John Edwards ought to have lost any credibility as a Democratic presidential candidate when he paid $400 for a haircut. There are other, more solid reasons: Edwards' vote on the war, and his inability to man up about enabling Bush and killing thousands are more serious signs of his disconnect with reality. But people understand haircuts. I have a relative who works as a "celebrity" hair stylist in a major city, doing quite nicely, thank you, and to actually experience the mental canyon between those in the upper income brackets and most Americans makes the class war a concrete reality.

According to the Congressional Budget Office, "the richest 1 percent of American households held one-third of all wealth in the U.S. economy, and took in 14 percent of the national income". The right wing economists who built this economy with Milton Friedman complain about the implied rebuke: how is that YOUR problem? Does it really harm anyone that CEOs make 400 times as much as the people on the shop floor, instead of 20 times as much? By even mentioning the income gap, are we not (gasp; pause for the image of Dick Cheney dressed as Aunt Pittypat, fanning himself and calling for his salts) fomenting class warfare? Is this not simple selfishness and resentment on the part of the poor?

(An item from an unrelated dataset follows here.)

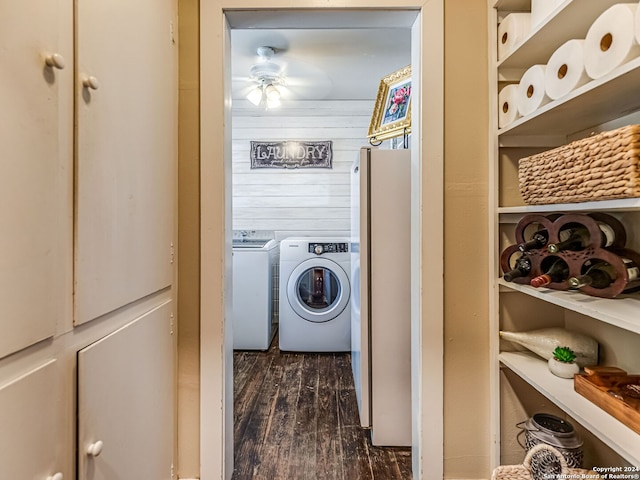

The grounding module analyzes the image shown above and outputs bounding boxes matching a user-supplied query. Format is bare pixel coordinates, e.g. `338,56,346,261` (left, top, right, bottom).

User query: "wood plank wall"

Isn't it pretty to think so? Larry Bartels of Princeton actually did the numbers, counting the voting record of the Senate between 1989 and 1994. "In almost every instance, senators appear to be considerably more responsive to the opinions of affluent constituents than to the opinions of middle-class constituents, while the opinions of constituents in the bottom third of the income distribution have no apparent statistical effect on their senators’ roll call votes." And this was during a time when so-called Wall Street "Democrats" controlled the Congress. Work by Lawrence Jacobs of the University of Minnesota and Benjamin Page at Northwestern shows that the same income gap shapes the votes of politicians in international affairs... who loses their job, and who gets sent to war.

If bloggers are the new pamphleteers, we need to keep pestering the candidates until someone (Barack Obama, who still talks as if he's actually read the Constitution and thought about it, would seem the natural choice) starts talking about this in public, and presents the research, and doesn't let the media parrot the latest quote from the corporate candidates about "class warfare."